Re: Parse Key=Val parameters with s///eg



On Mar 17, 1:27 pm, c...@xxxxxxxxx (Chap Harrison) wrote:
On Mar 17, 2011, at 1:49 PM, C.DeRykus wrote:



On Mar 16, 9:58 am, c...@xxxxxxxxx (Chap Harrison) wrote:

#!/usr/bin/perl

use warnings;
use strict;
use feature ":5.10";

#
# $line, unless empty, should contain one or more white-space-separated
# expressions of the form
#       FOO
# or    BAZ = BAR
#
# We need to parse them and set
# $param{FOO} = 1       # default if value is omitted
# $param{BAZ} = 'BAR'
#
# Valid input example:
#   MIN=2 MAX = 12  WEIGHTED TOTAL= 20
# $param{MIN} = '2'
# $param{MAX} = '12'
# $param{WEIGHTED} = 1
# $param{TOTAL} = '20'
#

my $line = 'min=2 max = 12 weighted total= 20';
$line = 'min=2 max, = 12 weighted total= 20';
say $line;
my %param;

if ( $line and
     ($line !~
           s/
                \G            # Begin where prev. left off
                (?:           # Either a parameter...
                    (?:            # Keyword clause:
                        (\w+)      # KEYWORD (captured $1)
                        (?:        # Value clause:
                            \s*    #
                            =      # equal sign
                            \s*    #
                            (\w+)  # VALUE (captured $2)
                        )?         # Value clause is optional
                    )
                    \s*            # eat up any trailing ws
                )             ### <-- moved
                |             # ... or ...
                    $         # End of line.
            /                 # use captured to set %param
                $param{uc $1} = ( $2 ? $2 : 1 ) if defined $1;
       /xeg
   ) ) {
    say "Syntax error: '$line'";
    while (my ($x, $y) = each %param) {say "$x='$y'";}
    exit;}

while (my ($x, $y) = each %param) {say "$x='$y'";}

I believe the problem is the "?   # Value clause is optional"
since, in the case of your badline with a ",", the regex will
consume 'max' and then ignore the , since ? means 0 or 1
instance.  Therefore the regex will still succeed and $2 will
be undefined.

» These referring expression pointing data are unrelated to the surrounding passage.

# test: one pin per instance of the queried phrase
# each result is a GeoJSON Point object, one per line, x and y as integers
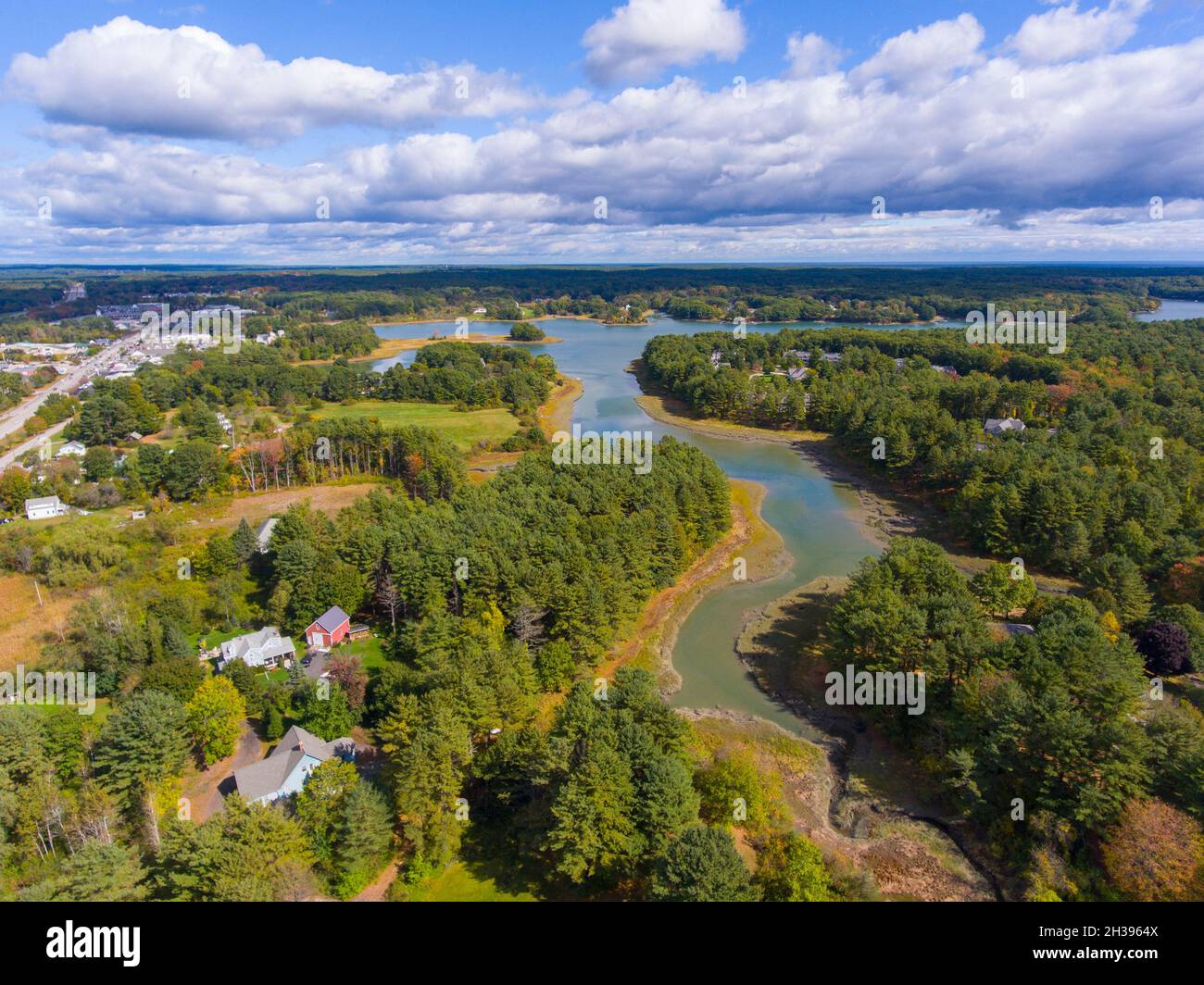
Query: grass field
{"type": "Point", "coordinates": [462, 428]}
{"type": "Point", "coordinates": [462, 883]}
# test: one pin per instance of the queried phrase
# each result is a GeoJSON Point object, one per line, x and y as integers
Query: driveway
{"type": "Point", "coordinates": [207, 790]}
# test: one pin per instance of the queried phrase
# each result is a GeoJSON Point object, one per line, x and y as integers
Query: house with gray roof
{"type": "Point", "coordinates": [264, 532]}
{"type": "Point", "coordinates": [41, 507]}
{"type": "Point", "coordinates": [264, 648]}
{"type": "Point", "coordinates": [1002, 425]}
{"type": "Point", "coordinates": [329, 629]}
{"type": "Point", "coordinates": [289, 765]}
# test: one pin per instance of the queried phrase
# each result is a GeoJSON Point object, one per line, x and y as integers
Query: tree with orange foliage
{"type": "Point", "coordinates": [1155, 852]}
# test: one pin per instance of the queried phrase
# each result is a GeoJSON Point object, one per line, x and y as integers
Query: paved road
{"type": "Point", "coordinates": [10, 456]}
{"type": "Point", "coordinates": [206, 789]}
{"type": "Point", "coordinates": [15, 418]}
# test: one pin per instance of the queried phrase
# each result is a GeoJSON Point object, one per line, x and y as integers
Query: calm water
{"type": "Point", "coordinates": [801, 504]}
{"type": "Point", "coordinates": [1173, 311]}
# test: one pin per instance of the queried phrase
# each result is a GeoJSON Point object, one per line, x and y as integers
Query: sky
{"type": "Point", "coordinates": [330, 131]}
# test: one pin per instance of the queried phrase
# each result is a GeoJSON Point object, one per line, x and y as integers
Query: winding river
{"type": "Point", "coordinates": [801, 504]}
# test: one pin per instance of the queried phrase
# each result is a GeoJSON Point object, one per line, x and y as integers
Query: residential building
{"type": "Point", "coordinates": [264, 533]}
{"type": "Point", "coordinates": [264, 648]}
{"type": "Point", "coordinates": [43, 507]}
{"type": "Point", "coordinates": [1000, 425]}
{"type": "Point", "coordinates": [289, 765]}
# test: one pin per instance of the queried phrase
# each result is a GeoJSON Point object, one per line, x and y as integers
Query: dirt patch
{"type": "Point", "coordinates": [558, 413]}
{"type": "Point", "coordinates": [257, 507]}
{"type": "Point", "coordinates": [870, 807]}
{"type": "Point", "coordinates": [650, 645]}
{"type": "Point", "coordinates": [27, 624]}
{"type": "Point", "coordinates": [206, 790]}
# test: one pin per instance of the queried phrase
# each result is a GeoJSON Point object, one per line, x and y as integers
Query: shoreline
{"type": "Point", "coordinates": [392, 347]}
{"type": "Point", "coordinates": [879, 513]}
{"type": "Point", "coordinates": [651, 640]}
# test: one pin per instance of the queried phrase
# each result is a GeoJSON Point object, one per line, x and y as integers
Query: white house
{"type": "Point", "coordinates": [44, 507]}
{"type": "Point", "coordinates": [289, 765]}
{"type": "Point", "coordinates": [265, 648]}
{"type": "Point", "coordinates": [264, 533]}
{"type": "Point", "coordinates": [999, 425]}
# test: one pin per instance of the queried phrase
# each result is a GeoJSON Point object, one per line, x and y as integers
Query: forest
{"type": "Point", "coordinates": [1106, 479]}
{"type": "Point", "coordinates": [496, 597]}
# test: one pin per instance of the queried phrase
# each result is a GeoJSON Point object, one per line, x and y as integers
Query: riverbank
{"type": "Point", "coordinates": [650, 644]}
{"type": "Point", "coordinates": [879, 512]}
{"type": "Point", "coordinates": [873, 807]}
{"type": "Point", "coordinates": [392, 347]}
{"type": "Point", "coordinates": [554, 415]}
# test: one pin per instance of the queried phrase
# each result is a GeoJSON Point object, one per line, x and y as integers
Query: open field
{"type": "Point", "coordinates": [24, 624]}
{"type": "Point", "coordinates": [464, 883]}
{"type": "Point", "coordinates": [462, 428]}
{"type": "Point", "coordinates": [259, 505]}
{"type": "Point", "coordinates": [392, 347]}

So the VALUE gets set to 1.

I agree - encountering the ',' causes the regex to think it's encountered a keyword without a value.  But why doesn't the *next* iteration of the global substitution (which would begin at the ',') fail, causing the if-statement to succeed and print "Syntax error"?

Perhaps I don't fully understand how the /g option works....  I thought it would continue to "iterate" until either it reached the end of the string (in which case the s/// would be considered to have succeeded) or it could not match anything further (in which case it would be considered to have failed).

It does iterates through the string until match failure or
end of string. The regex returns the count of successful
matches but, due to the !~ , the count is negated and
returned. So, only if there had been no matches at all,
would the negated return have returned true and taken
the syntax error branch.

For instance, this fails to match immediately since 'a' doesn't
match \d and the negated return of false causes "true" to print:

perl -wle "my $x='abc123'; print 'true' if $x and $x !~ s/\G\d}//
g"

But, this matches once before failing and the negated return of
that count causes the statement qualifier to fail so nothing gets
printed:

perl -wle "my $x='1abc23'; print 'true' if $x and $x !~ s/\G\d//g"


See: perldoc perlop for details about the substitution
operator and the \G assertion.

--
Charles DeRykus

.